Durkheim “İntihar” eserinde; Hristiyanlar arasında, Katolik mezhebine bağlı olanların, Protestan mezhebine bağlı olanlardan daha az intihar ettiğini söylemiştir. O bu görüşünü, kendisinin yapmış olduğu istatistiklerle sabitlemiştir. Ona göre, bu durum farklı mezheplerin inanç ve ibadetlerine bağlılıklarıyla açıklanabilir. O, Katolik mezhebi üyelerinin kiliseye, ailelerine, topluma bağlılık oranları daha fazla olduğu için intihar oranlarının az olduğunu, tam tersine Protestanlık mezhebine bağlı olanların, daha fazla bireysel hareket ettikleri ve özgürlüklerine düşkün oldukları için intihar oranlarının fazla olduğunu söyler. Durkheim bir toplumdaki intihar oranlarındaki artışı; o topluda meydana gelen ahlaki çöküntü, birlik, beraberliğin ve dayanışmanın ortadan kalkmasına bağlamaktadır (Durkheim, 1996:19).
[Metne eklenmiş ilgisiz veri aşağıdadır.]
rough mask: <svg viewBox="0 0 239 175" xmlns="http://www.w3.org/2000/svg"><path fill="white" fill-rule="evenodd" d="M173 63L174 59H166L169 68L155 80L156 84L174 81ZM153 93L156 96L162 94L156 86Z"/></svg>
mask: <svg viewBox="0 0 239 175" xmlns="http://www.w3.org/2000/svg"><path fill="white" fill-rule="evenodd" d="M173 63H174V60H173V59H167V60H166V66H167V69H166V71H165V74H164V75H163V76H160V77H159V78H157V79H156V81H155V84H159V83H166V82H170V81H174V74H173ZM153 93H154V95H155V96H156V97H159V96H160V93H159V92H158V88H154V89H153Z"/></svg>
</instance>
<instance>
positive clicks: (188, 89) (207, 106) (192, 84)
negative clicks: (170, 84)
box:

Durkheim’ in bu tezini destekleyen ve desteklemeyen görüşlerin olduğu görülür. Stack; seküler toplumlara karşın, dini inançlarına bağlı olan dindar toplumlarda, intihar oranlarının daha düşük olduğunu istatistiklerle kanıtlamışlardır. Bu görüşleriyle Durkheim’ i desteklemişlerdir (Stack,1998:2). Simpson ve Conklin araştırmalarında; Hristiyanlıktaki mezheplerin, intihar ile ilişkisi arasında her hangi bir bağ bulmazken,

Müslümanlık ile intihar oranlarının azlığı arasında bir ilişki bulmuşlardır. Ancak uzak doğudaki intiharlar ile din arasında her hangi bir ilişkiden söz edilemez. Uzak doğuda kültürel bağlılık çok yoğun bir şekilde yaşandığından dolayı, onlardaki intihar, bir onur meselesidir. Japonya da erkeklerin şereflerini kurtarmak için “harakiri intiharları”, hindu kadınlarda ölen eşlerinin cenaze törenlerinde kendini yakarak yapmış oldukları “sütte intiharları”, dinsel obje olmaktan ziyade kültürel bağlılıktan kaynaklanmaktadır (Simpson, 1989:67).

Son şekliyle Durkheim; dinin ve cemaatlerin, üyelerine sağlamış oldukları sosyal ilişkiler, onların birbirine olan bağlıklarını artırıp, intihara eğilimlerini engellediğini söyler. Stack ve arkadaşları da; dindeki ahiret inancı, dini organizasyonlar, dini inançlara bağlılık ve buna benzer davranışların intiharı engellediğini söyler (Stack, Doyle, 1983:127).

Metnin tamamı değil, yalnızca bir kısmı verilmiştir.